Mol Biol Evol. 2012 Oct;29(10):2889-93. doi: 10.1093/molbev/mss104. Epub 2012 Apr 3.
The use of codon substitution models to compare synonymous and nonsynonymous substitution rates is a widely used approach to detecting positive Darwinian selection affecting protein evolution. However, in several recent papers, Hughes and colleagues claim that codon-based likelihood-ratio tests (LRTs) are logically flawed as they lack prior hypotheses and fail to accommodate random fluctuations in synonymous and nonsynonymous substitutions Friedman and Hughes (2007) also used site-based LRTs to analyze 605 gene families consisting of human and mouse paralogues. They found that the outcome of the tests was largely determined by irrelevant factors such as the GC content at the third codon positions and the synonymous rate d(S), but not by the nonsynonymous rate d(N) or the d(N)/d(S) ratio, factors that should be related to selection. Here, we reanalyze those data. Contra Friedman and Hughes, we found that the test results are related to sequence length and the average d(N)/d(S) ratio. We examine the criticisms of Hughes and suggest that they are based on misunderstandings of the codon models and on statistical errors. Our analyses suggest that codon-based tests are useful tools for comparative analysis of genomic data sets.

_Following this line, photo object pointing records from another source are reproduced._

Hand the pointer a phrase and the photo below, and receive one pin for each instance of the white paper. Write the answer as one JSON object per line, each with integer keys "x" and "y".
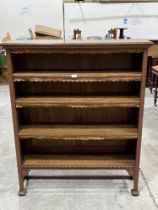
{"x": 24, "y": 7}
{"x": 136, "y": 21}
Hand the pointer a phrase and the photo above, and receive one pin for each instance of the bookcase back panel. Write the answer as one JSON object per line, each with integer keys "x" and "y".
{"x": 85, "y": 116}
{"x": 45, "y": 146}
{"x": 92, "y": 88}
{"x": 76, "y": 62}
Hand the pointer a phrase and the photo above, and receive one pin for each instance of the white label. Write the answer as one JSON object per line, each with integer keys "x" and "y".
{"x": 73, "y": 76}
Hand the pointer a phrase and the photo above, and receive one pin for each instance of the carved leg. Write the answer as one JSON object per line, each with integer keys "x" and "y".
{"x": 22, "y": 176}
{"x": 151, "y": 82}
{"x": 155, "y": 94}
{"x": 130, "y": 173}
{"x": 135, "y": 191}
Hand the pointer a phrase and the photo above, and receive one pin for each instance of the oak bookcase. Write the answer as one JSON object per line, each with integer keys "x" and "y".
{"x": 78, "y": 105}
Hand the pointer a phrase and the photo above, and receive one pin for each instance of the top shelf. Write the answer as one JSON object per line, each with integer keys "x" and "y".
{"x": 37, "y": 76}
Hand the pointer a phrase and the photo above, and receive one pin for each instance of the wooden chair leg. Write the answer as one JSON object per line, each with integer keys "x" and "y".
{"x": 156, "y": 92}
{"x": 135, "y": 191}
{"x": 130, "y": 173}
{"x": 22, "y": 176}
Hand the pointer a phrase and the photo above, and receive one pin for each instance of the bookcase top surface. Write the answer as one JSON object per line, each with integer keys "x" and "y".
{"x": 76, "y": 43}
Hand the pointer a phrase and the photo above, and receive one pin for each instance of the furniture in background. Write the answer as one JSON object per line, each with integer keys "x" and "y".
{"x": 155, "y": 82}
{"x": 152, "y": 61}
{"x": 78, "y": 105}
{"x": 3, "y": 66}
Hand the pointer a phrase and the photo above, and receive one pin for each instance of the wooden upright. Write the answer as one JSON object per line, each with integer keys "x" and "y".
{"x": 78, "y": 105}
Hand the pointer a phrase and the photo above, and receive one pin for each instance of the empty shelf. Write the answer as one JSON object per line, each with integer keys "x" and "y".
{"x": 80, "y": 132}
{"x": 77, "y": 101}
{"x": 90, "y": 76}
{"x": 78, "y": 161}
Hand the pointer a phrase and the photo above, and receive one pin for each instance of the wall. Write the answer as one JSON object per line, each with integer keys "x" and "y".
{"x": 142, "y": 19}
{"x": 47, "y": 12}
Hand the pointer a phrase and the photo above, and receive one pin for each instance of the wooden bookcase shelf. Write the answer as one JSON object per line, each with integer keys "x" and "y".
{"x": 78, "y": 161}
{"x": 80, "y": 132}
{"x": 78, "y": 102}
{"x": 78, "y": 105}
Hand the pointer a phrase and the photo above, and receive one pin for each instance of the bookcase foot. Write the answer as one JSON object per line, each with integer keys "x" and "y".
{"x": 22, "y": 192}
{"x": 134, "y": 192}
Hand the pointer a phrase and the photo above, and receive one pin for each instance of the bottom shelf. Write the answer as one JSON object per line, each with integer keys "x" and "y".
{"x": 78, "y": 161}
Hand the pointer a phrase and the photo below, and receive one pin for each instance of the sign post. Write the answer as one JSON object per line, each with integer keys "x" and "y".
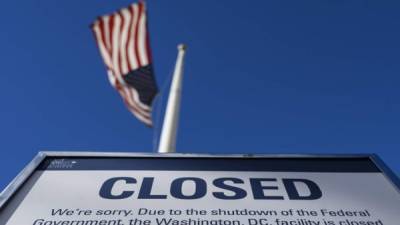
{"x": 60, "y": 188}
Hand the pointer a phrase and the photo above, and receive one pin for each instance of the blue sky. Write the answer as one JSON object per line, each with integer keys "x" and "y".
{"x": 261, "y": 77}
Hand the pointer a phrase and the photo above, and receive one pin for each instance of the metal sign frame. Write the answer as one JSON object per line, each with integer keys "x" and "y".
{"x": 24, "y": 175}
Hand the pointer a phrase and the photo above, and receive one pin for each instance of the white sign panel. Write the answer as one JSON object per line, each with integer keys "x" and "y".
{"x": 205, "y": 191}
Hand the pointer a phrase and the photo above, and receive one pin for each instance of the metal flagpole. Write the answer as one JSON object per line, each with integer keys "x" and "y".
{"x": 170, "y": 125}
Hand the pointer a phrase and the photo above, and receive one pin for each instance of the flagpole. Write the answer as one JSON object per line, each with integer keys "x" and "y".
{"x": 171, "y": 118}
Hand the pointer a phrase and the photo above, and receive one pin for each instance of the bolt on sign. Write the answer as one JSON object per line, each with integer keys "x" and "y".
{"x": 59, "y": 188}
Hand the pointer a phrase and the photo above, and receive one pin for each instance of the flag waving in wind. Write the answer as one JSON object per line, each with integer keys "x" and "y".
{"x": 123, "y": 41}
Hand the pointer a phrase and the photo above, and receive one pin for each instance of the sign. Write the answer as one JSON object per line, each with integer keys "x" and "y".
{"x": 136, "y": 189}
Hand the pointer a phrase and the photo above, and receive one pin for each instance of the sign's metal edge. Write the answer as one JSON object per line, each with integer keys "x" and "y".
{"x": 202, "y": 155}
{"x": 389, "y": 174}
{"x": 20, "y": 179}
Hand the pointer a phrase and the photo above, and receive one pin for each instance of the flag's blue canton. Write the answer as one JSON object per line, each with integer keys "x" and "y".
{"x": 143, "y": 81}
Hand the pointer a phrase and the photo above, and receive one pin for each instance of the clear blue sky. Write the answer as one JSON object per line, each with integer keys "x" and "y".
{"x": 261, "y": 77}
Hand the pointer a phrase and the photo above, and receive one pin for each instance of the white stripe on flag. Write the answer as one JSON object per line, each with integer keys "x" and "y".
{"x": 131, "y": 45}
{"x": 142, "y": 39}
{"x": 124, "y": 37}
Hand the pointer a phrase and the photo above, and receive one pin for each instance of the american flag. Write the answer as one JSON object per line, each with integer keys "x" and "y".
{"x": 123, "y": 41}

使用密码子替代模型来比较同义替换率和非同义替换率是一种广泛用于检测影响蛋白质进化的正向达尔文选择的方法。然而,在最近的几篇论文中,Hughes 及其同事声称基于密码子的似然比检验(LRT)在逻辑上存在缺陷,因为它们缺乏先验假设,并且无法适应同义替换和非同义替换的随机波动。Friedman 和 Hughes(2007 年)还使用基于位点的 LRT 分析了由人类和小鼠同源基因组成的 605 个基因家族。他们发现,检验的结果在很大程度上取决于无关因素,如第三密码子位置的 GC 含量和同义替换率 d(S),而不是非同义替换率 d(N)或 d(N)/d(S) 比值,这些因素应该与选择有关。在这里,我们重新分析了这些数据。与 Friedman 和 Hughes 相反,我们发现检验结果与序列长度和平均 d(N)/d(S) 比值有关。我们检查了 Hughes 的批评,并认为它们基于对密码子模型的误解和统计错误。我们的分析表明,基于密码子的检验是比较基因组数据集的有用工具。